December 31, 2001

2 Min Read
Unilever Caught In Canadian Regulatory Loophole

Ottawa, Canada—A row between Unilever Canada and the country's food regulatory authority, Health Canada (HC), over an advisory the authority issued last October has highlighted the archaic nature of Canadian food and drug regulations.

In the advisory, HC warned the public that Unilever's plant sterol-enhanced margarine, Becel pro.activ, may not be suitable for certain segments of the population. These included pregnant women, children, people predisposed to hemorrhagic strokes and those on cholesterol-reducing medicine.

The advisory stated, "Prior to introducing Becel pro.activ onto the Canadian market, Unilever did not receive the required approval."

It went on to say HC had been "unable to properly assess the effects of exposure to this product with added phytosterols (plant-sterols)."

This verdict came despite scientific evidence Unilever presented to the authority more than two years ago when it lodged a Novel Foods application. On the basis of that application, which was similar to successful applications in other countries, Unilever launched the product in August with the claim that Becel pro.activ could 'manage cholesterol levels.'

On learning of HC's advisory, Unilever re-labelled the margarine with a warning that people with special dietary needs should consult a physician before consuming the product. Similar warnings are carried in European Union member states, the US and Australia, where plant sterol- enhanced margarines are sold legally in supermarkets.
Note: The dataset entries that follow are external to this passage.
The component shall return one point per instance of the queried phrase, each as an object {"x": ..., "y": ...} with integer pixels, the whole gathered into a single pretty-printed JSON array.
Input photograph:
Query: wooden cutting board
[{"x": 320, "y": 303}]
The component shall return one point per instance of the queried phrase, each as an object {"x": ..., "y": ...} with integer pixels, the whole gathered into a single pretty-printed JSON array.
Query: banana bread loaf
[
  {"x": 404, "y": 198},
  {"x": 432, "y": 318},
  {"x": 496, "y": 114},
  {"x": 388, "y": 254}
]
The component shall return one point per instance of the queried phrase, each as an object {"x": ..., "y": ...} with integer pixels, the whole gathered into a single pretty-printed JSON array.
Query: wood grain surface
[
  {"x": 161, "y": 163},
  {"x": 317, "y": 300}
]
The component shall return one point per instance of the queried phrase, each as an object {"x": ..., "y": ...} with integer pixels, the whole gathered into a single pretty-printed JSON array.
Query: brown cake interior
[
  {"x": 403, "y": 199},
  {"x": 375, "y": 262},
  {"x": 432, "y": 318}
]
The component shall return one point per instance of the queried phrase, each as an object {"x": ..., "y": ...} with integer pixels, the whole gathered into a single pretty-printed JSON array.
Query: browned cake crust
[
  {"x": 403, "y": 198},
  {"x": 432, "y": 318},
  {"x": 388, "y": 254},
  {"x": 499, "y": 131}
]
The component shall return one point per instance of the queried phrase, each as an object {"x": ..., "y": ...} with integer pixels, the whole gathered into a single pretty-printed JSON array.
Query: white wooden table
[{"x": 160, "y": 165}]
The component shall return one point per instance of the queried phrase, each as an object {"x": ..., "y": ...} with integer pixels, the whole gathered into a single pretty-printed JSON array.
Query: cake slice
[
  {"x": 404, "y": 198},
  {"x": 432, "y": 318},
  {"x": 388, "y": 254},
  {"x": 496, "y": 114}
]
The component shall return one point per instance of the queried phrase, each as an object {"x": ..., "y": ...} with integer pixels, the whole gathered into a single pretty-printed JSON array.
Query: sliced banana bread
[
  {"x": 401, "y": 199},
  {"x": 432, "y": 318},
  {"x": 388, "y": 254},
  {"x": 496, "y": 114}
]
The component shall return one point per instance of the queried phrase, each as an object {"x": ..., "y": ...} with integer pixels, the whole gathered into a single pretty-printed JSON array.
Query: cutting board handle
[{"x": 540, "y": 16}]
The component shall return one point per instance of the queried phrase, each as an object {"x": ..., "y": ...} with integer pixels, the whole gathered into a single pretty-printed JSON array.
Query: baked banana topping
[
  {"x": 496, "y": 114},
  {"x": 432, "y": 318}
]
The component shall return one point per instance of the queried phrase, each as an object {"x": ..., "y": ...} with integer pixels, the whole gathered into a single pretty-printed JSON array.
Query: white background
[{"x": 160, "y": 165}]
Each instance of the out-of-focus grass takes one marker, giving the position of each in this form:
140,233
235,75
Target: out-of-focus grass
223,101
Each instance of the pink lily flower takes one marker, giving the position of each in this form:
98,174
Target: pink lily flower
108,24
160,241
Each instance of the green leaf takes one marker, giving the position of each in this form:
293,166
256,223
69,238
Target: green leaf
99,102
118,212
Becel pro.activ is sold and classified as a food in 19 countries worldwide.

Indeed, Unilever noted Becel pro.activ had been "found safe by regulatory authorities around the world, including the US Food and Drug Administration and the European Union Scientific Committee for Food, and also by independent scientists."

However, re-labelling did not resolve the issue because under the 50-year-old Canadian Drug and Foods Act, all foods that carry health claims are considered drugs and therefore restricted in where and how they can be sold and marketed.

According to HC, as things stood, the product was not authorised for sale as either a food or a drug and was therefore liable to be pulled from the shelves.

Canada's five-year functional foods initiative, whose consultative period drew to a close in December, 2001, is expected to recommend amendments to the Canadian Food and Drugs Act and Regulations this year.

Spokespeople for Unilever and HC refused to comment further as the parties had entered into closed-door negotiations over the dispute.